30 Haziran 2014 Pazartesi

İzledim I Kelebeğin Rüyası Nasıl Bir Film ?

İnsanın hayatta yaşadığı ufacık bir acı dünyanın en büyük acısı gibi gelirmiş ona.Bana da böyle gelirdi hep taa ki bu filmi izleyene kadar.İnsanoğlu bencil çok bencil.Hep en iyisi olucak hep ben en iyiyim diyecek.Bu durum öyle bir trajikomik bir halde ki yaşadığı acı bile en büyük onunki olucak.Ah biz insanlar...
   Yılmaz Erdoğan öyle bir film yapmış ki beni benden aldı.İzlerken acıdan mideme kıramplar girdi.Gerçekten izlenilmesi gereken bir film.Kelebeğin rüyasını izlemeden önce Yılmaz Erdoğan bu filmi oscar'a mı götürmüş oscar kiimm biz kim demiştim.Çok ayıp etmişim.Bu film oscar'a aday nasıl seçilmezmiş.Görüntü desen yabancı filmleri aratmıyor.Konu desen bi Pearl Harbour'dan neyi eksik ki fazlası var.Kurulan her bir cümle insanı alıp götürüyor.Önce ki film yazılarımda bu replik çok hoşuma gitti filan diyordum.Bu film için hangi birini yazayım ki ben.

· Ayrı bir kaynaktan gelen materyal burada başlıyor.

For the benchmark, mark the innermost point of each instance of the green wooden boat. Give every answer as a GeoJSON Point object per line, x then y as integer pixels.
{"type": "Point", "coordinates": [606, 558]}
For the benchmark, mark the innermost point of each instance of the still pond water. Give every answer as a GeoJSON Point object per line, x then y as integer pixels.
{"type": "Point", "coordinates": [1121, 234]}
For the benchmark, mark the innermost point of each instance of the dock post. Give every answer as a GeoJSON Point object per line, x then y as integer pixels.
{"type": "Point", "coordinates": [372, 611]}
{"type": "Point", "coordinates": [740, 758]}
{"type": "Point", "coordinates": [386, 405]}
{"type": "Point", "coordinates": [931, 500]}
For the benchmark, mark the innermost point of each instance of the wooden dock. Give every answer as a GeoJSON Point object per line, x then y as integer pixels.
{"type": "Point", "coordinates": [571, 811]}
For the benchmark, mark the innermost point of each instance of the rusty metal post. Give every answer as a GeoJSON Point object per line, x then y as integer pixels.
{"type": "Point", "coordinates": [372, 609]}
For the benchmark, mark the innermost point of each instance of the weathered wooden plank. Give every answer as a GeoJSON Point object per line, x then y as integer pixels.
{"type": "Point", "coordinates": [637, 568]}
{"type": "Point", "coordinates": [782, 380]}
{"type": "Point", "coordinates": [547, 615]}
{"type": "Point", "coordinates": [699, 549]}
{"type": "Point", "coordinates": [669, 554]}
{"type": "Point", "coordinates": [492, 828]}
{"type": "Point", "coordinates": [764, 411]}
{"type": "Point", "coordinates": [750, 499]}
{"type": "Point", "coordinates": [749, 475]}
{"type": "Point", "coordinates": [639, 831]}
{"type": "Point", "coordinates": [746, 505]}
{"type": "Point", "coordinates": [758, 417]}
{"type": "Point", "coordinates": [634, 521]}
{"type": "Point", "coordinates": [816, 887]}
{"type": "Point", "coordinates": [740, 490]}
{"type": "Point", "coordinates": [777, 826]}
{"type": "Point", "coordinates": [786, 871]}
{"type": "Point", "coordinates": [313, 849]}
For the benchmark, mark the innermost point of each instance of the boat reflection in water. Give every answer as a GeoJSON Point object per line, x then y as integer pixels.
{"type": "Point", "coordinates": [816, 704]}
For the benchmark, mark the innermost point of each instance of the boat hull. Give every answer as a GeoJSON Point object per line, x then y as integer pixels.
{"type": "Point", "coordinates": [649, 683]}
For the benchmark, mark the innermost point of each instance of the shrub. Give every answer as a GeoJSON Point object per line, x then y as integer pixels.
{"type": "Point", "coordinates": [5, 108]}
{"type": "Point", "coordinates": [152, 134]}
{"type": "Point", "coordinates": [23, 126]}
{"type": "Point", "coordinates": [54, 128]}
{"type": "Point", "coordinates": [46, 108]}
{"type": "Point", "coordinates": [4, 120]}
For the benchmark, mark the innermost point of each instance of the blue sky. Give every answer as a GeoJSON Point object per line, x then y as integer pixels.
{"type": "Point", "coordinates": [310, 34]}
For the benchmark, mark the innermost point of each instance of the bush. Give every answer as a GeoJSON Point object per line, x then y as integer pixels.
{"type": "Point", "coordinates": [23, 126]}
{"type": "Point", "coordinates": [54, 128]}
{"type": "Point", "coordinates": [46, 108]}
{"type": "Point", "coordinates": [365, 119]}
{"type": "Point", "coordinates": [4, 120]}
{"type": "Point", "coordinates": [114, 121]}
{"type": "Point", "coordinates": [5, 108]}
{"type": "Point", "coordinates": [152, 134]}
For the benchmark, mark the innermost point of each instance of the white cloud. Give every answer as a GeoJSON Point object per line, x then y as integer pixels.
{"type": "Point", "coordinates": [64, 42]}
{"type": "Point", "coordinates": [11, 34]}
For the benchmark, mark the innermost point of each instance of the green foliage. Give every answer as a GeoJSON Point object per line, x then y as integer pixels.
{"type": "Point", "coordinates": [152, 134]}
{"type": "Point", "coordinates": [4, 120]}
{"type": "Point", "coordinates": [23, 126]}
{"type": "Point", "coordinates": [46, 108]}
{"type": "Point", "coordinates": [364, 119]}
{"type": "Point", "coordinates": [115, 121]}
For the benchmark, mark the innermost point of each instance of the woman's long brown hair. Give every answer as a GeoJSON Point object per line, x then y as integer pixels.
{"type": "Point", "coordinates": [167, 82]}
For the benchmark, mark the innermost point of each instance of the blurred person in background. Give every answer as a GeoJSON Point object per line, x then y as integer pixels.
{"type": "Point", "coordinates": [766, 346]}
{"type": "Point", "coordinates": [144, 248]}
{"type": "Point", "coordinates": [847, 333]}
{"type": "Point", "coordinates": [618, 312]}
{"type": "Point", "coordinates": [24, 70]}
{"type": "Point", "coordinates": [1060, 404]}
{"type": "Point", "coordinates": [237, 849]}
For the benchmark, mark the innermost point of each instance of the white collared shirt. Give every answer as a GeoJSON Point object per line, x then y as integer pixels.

   İzlemekte çok geç bile kalmışım.Gerçi iyi de etmişim.Filmin sonuna geldiğinde yeterrr izlemicem diyecek raddeye geldim.Öyle yandı içim.
  Melankolik bir yazı oldu biliyorum.Eee bu filmden sonra yazılan yazıda sakin bir yazı olamazdı.
  Filmi izlerken Soma geliyor insanın aklına.Üzgünüm ama o yıllardan bu yıllara maden caklarında değişen hiçbirşey olmamış.Filmi izlerseniz mutlaka maden sahnelerine bakın.Farkı yok.
  Biz nasıl şairler yetiştirmişiz ve nasıl da unutup gitmişiz.Yazık ki ne yazık...Hep ölümlerinden sonra anarız.Ölümlerinden sonra kıymetli olurlar.Ya da birileri bunca yıl sonra gelir bir film yapar ve bizlere hatırlatır.
  Kıvanç Tatlıtuğ,Mert Fırat gerçekten oyunculuklarına diyecek tek kelime yok.